Some of us would say that though we desire to "walk in the Spirit" we hardly know how to set about it. how does it work out practically?
Galatians 6:7-9, may help to answer this. Our lives in a practical way are made up of sowing and reaping. It is as though we go forth each day with a seed basket on either side of us. We may put our hand into the basket of the flesh on that side and sow to the flesh, or into the basket of the Spirit on this side and sow to the Spirit: that is we may be yielding to the things which merely gratify the flesh, and so scatter the seeds of the flesh, or we may give ourselves to the things of the Spirit, and sow seeds that will be fruitful to His glory.
This is not something that God does for us, but what we do ourselves. All day long we are doing it in one or other of these two directions. In which direction does our choice lie? Into which basket are we continually placing our hand? The resolute refusal of the one, and the cultivation of the other, is the secret. That is the way to set about it.
Still, many a Christian who is not guilty of serious lapses in outward conduct, is not particularly marked by the liberty or power of the Spirit. How is that to be accounted for?
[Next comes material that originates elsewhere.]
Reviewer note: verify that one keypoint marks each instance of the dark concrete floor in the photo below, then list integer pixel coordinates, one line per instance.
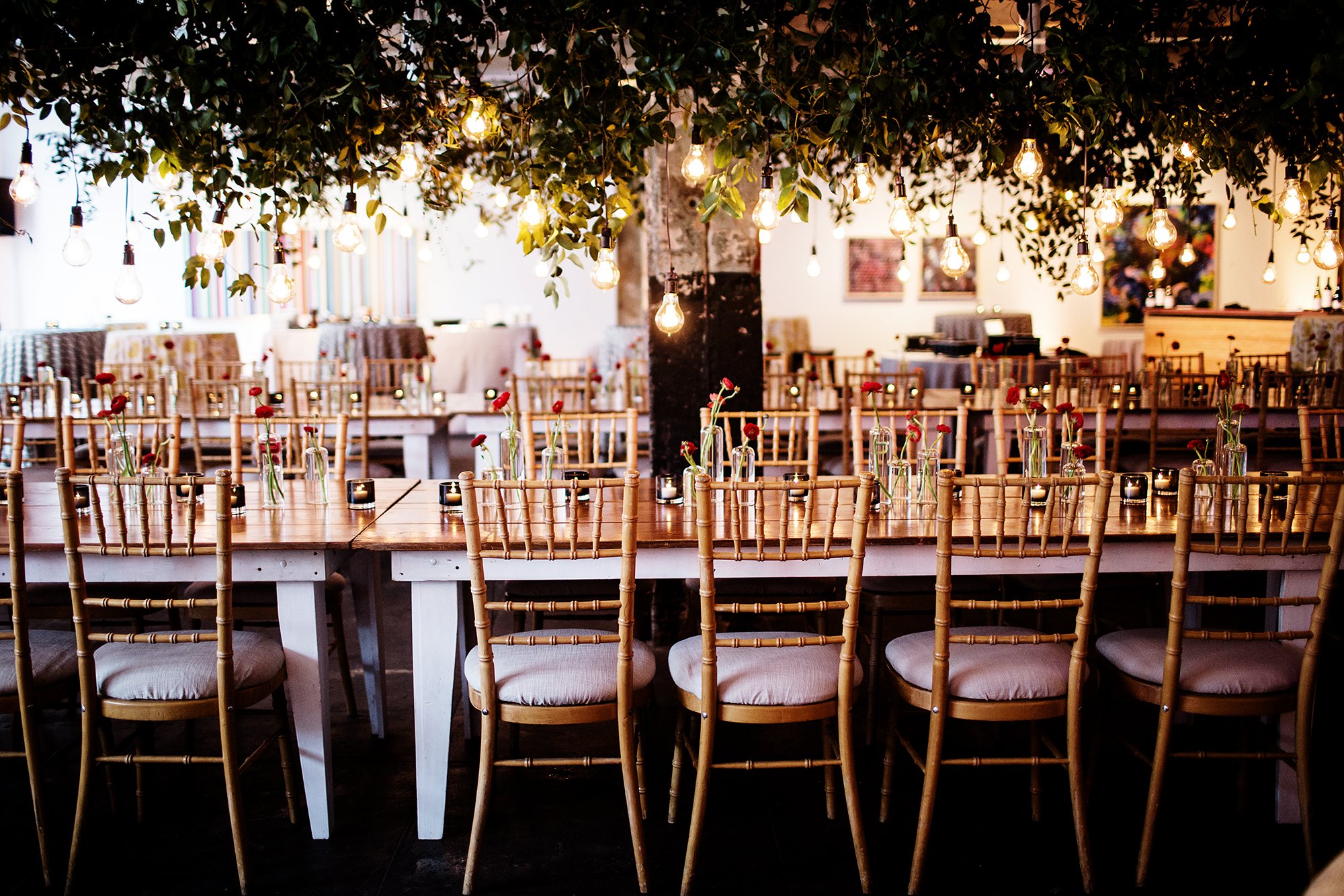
(565, 832)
Such are probably marked by lack of concentration upon the things of God, or by positive laziness. They are easily diverted to things of trifling worth. The Spirit is here to take of the things of Christ and show them unto us, and He may be grieved by inattention or sloth on our side. If you went to an acquaintance with important tidings from a much roved friend, and in a few moments he were to interrupt your glowing story with irrelevant remarks about trivialities, or you found him inclined to sleep in his chair, you would cease your story, grieved and indignant.
The Spirit of God is sensitive as to that which concerns the glory of Christ. Inattention will grieve Him as well as open sin. Let us each ask God to show us how much of our spiritual poverty and powerlessness is to be traced to this.